Le indagini dei carabinieri hanno accertato che il gruppo Barbaro-Papalia gestiva lo spaccio di cocaina servendosi di una fitta rete di pusher di origine magrebina
Nuovo colpo alla cosca della ‘Ndrangheta Barbaro-Papalia. Dall’alba i carabinieri stanno eseguendo a Milano, Como e Reggio Calabria un’ordinanza di custodia cautelare in carcere nei confronti di 10 italiani e 4 marocchini ritenuti responsabili, a vario titolo, di associazione a delinquere finalizzata al traffico di droga e in particolare cocaina. Le indagini sono dirette dalla Direzione distrettuale antimafia di Milano e hanno accertato che il gruppo, costituito e organizzato da 4 fratelli della famiglia Barbaro-Papalia, gestiva lo spaccio di cocaina servendosi di una fitta rete di pusher di origine magrebina.
La famiglia Barbaro
L'indagine dei carabinieri, nome in codice "Quadrato", ha fatto luce su un presunto giro di spaccio gestito dai Barbaro. Nell'ordinanza ci sono quattro esponenti della famiglia con lo stesso cognome: Francesco Barbaro, di 32 anni e già in carcere a San Vittore per un'altra vicenda; Giuseppe Barbaro, incensurato di 24 anni; Salvatore Barbaro, incensurato di 30 anni; e Antonio Barbaro, di 33 anni. Quest'ultimo è considerato il personaggio di spicco dell'organizzazione dopo l'arresto del fratello Francesco.

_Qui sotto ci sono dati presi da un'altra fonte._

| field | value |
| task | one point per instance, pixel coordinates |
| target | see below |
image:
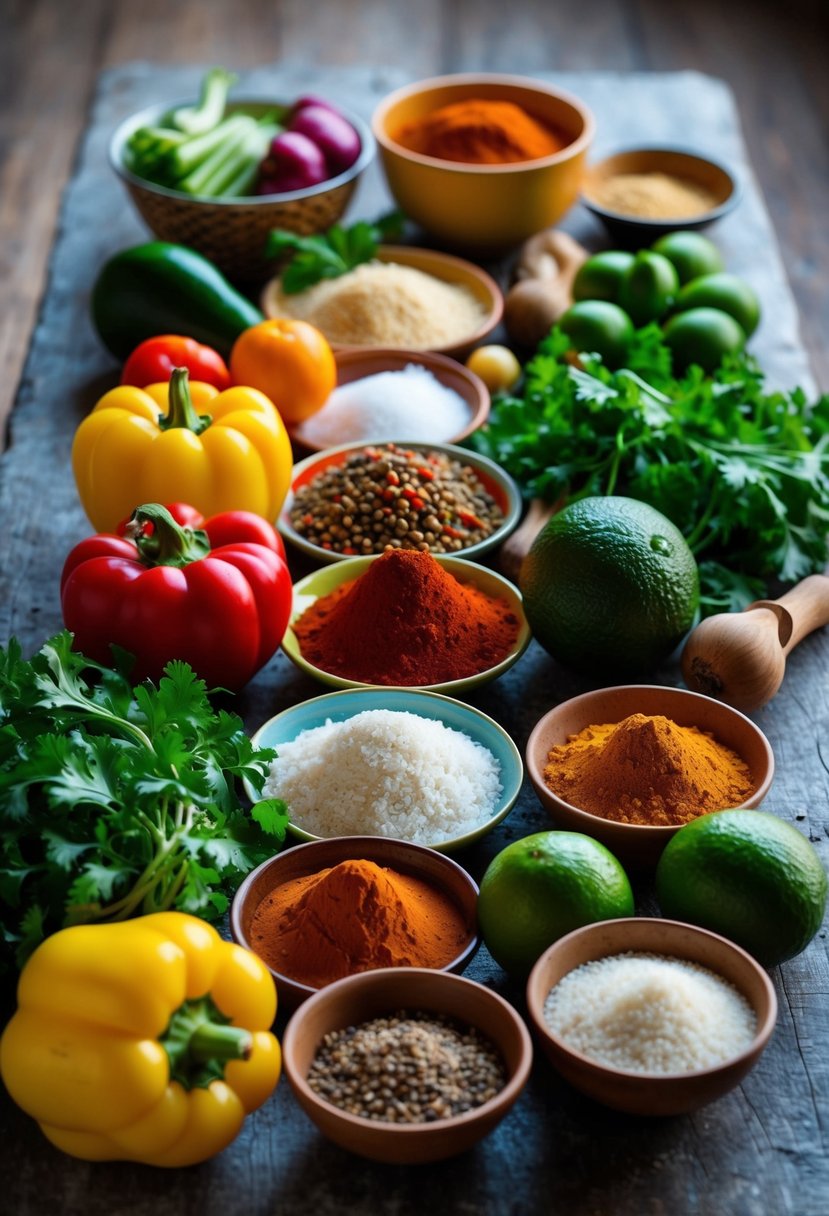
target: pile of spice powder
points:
(406, 621)
(383, 304)
(355, 917)
(409, 1068)
(648, 771)
(392, 497)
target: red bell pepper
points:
(153, 360)
(214, 597)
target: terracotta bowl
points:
(356, 364)
(636, 1092)
(308, 859)
(632, 843)
(373, 994)
(440, 265)
(637, 230)
(484, 207)
(232, 231)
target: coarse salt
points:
(650, 1013)
(387, 772)
(409, 405)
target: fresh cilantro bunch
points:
(332, 253)
(117, 801)
(743, 472)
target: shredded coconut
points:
(387, 772)
(650, 1013)
(410, 405)
(383, 304)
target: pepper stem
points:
(199, 1041)
(181, 411)
(165, 542)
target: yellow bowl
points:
(484, 207)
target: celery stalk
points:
(199, 118)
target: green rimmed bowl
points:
(338, 707)
(321, 583)
(491, 476)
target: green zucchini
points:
(167, 288)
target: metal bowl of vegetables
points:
(209, 158)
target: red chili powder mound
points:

I militari hanno catturato Antonio e Salvatore al confine con l'Austria, Giuseppe è stato preso nel suo appartamento a Buccinasco, nel milanese.
Le indagini
"L'indagine è durata sette mesi, durante questo periodo abbiamo sequestrato in due occasioni 800 grammi di cocaina pura al 67 per cento - ha dichiarato il Pm David Monti aggiungendo – È più importante colpire l'organizzazione che il grosso carico eclatante". Gli investigatori sono partiti dallo spaccio in strada affidato a un gruppo di marocchini e, una volta accertato il loro ruolo, sono saliti al livello superiore, riuscendo a individuare i ruoli della filiera con a capo i fratelli Barbaro. La droga era nascosta a casa di Francesco Truglia, un 49enne già in carcere, che aveva messo a disposizione il suo appartamento in un palazzo popolare costantemente controllato dalle vedette dei Barbaro. I carabinieri sono riusciti con uno stratagemma a entrare in casa e a piazzare telecamere nascoste. Successivamente il gruppo ha spostato il suo covo in un'autofficina.
Barbaro "U sparitu"
L'ultima sentenza che ha colpito il clan calabrese in Lombardia, che non è in nessun modo collegata all'operazione odierna, riguarda Rocco Barbaro, ritenuto il reggente della 'Lombarda', la struttura di vertice della 'ndrangheta in Lombardia, oltre che presunto boss del narcotraffico tra Italia e Sudamerica. Rocco Barbaro è soprannominato “U sparitu”, perché rimasto latitante per quasi due anni prima di essere arrestato a Platì, in provincia di Reggio Calabria, nel maggio 2017 ed è stato condannato a 16 anni di carcere il 10 ottobre scorso. La sentenza, emessa dall'ottava sezione penale milanese, in particolare, lo ha riconosciuto responsabile di associazione mafiosa e di intestazione fittizia di beni perché a lui era riconducibile il Bar Vecchia Milano in corso Europa, a pochi passi dal Duomo. “U sparitu” avrebbe acquistato il locale attraverso lo schermo di prestanome. Rocco Barbaro è figlio di Francesco Barbaro, capo dell'omonima cosca di Platì che sta scontando in carcere una condanna all'ergastolo per l'omicidio del brigadiere Antonino Marino, avvenuto a Bovalino, in provincia di Reggio Calabria, nel 1990.